The stress-activated protein kinase Gcn2 regulates protein synthesis by phosphorylation of translation initiation factor eIF2α. Gcn2 is activated in amino acid-deprived cells by binding of uncharged tRNA to the regulatory domain related to histidyl-tRNA synthetase, but the molecular mechanism of activation is unclear. We used a genetic approach to identify a key regulatory surface in Gcn2 that is proximal to the predicted active site of the HisRS domain and likely remodeled by tRNA binding. Mutations leading to amino acid substitutions on this surface were identified that activate Gcn2 at low levels of tRNA binding (Gcd^- phenotype), while other substitutions block kinase activation (Gcn^- phenotype), in some cases without altering tRNA binding by Gcn2 in vitro.

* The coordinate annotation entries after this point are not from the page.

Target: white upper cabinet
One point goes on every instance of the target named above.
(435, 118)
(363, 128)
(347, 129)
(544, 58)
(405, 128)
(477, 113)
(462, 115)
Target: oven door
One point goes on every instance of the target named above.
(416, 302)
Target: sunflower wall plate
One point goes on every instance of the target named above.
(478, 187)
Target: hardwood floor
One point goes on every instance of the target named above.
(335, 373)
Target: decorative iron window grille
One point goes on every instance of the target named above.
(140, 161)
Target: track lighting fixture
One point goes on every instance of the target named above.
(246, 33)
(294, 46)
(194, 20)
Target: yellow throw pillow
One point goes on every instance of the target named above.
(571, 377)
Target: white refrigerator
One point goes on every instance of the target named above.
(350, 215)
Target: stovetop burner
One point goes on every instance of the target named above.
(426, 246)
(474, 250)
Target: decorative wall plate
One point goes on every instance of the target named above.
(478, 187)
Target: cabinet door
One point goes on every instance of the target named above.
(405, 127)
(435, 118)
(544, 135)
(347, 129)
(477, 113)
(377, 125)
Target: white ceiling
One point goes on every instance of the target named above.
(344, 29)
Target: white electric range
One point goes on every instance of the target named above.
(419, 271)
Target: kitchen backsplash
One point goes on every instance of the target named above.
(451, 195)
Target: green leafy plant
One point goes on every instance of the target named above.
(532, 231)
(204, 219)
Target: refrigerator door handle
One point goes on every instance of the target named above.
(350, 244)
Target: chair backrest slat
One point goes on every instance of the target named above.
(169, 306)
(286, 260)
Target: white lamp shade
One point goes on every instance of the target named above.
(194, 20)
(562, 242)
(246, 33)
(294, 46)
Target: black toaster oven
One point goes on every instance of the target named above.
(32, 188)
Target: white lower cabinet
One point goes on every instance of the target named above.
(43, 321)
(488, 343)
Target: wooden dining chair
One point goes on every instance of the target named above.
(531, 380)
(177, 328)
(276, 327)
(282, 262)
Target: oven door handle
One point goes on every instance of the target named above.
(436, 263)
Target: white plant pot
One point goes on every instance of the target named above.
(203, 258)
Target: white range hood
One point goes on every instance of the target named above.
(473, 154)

Remarkably, the Gcn^- substitutions increase affinity of the HisRS domain for the C-terminal domain (CTD), previously implicated as a kinase autoinhibitory segment, in a manner dampened by HisRS domain Gcd^- substitutions and by amino acid starvation in vivo. Moreover, tRNA specifically antagonizes HisRS/CTD association in vitro. These findings support a model wherein HisRS-CTD interaction facilitates the autoinhibitory function of the CTD in nonstarvation conditions, with tRNA binding eliciting kinase activation by weakening HisRS-CTD association with attendant disruption of the autoinhibitory KD-CTD interaction.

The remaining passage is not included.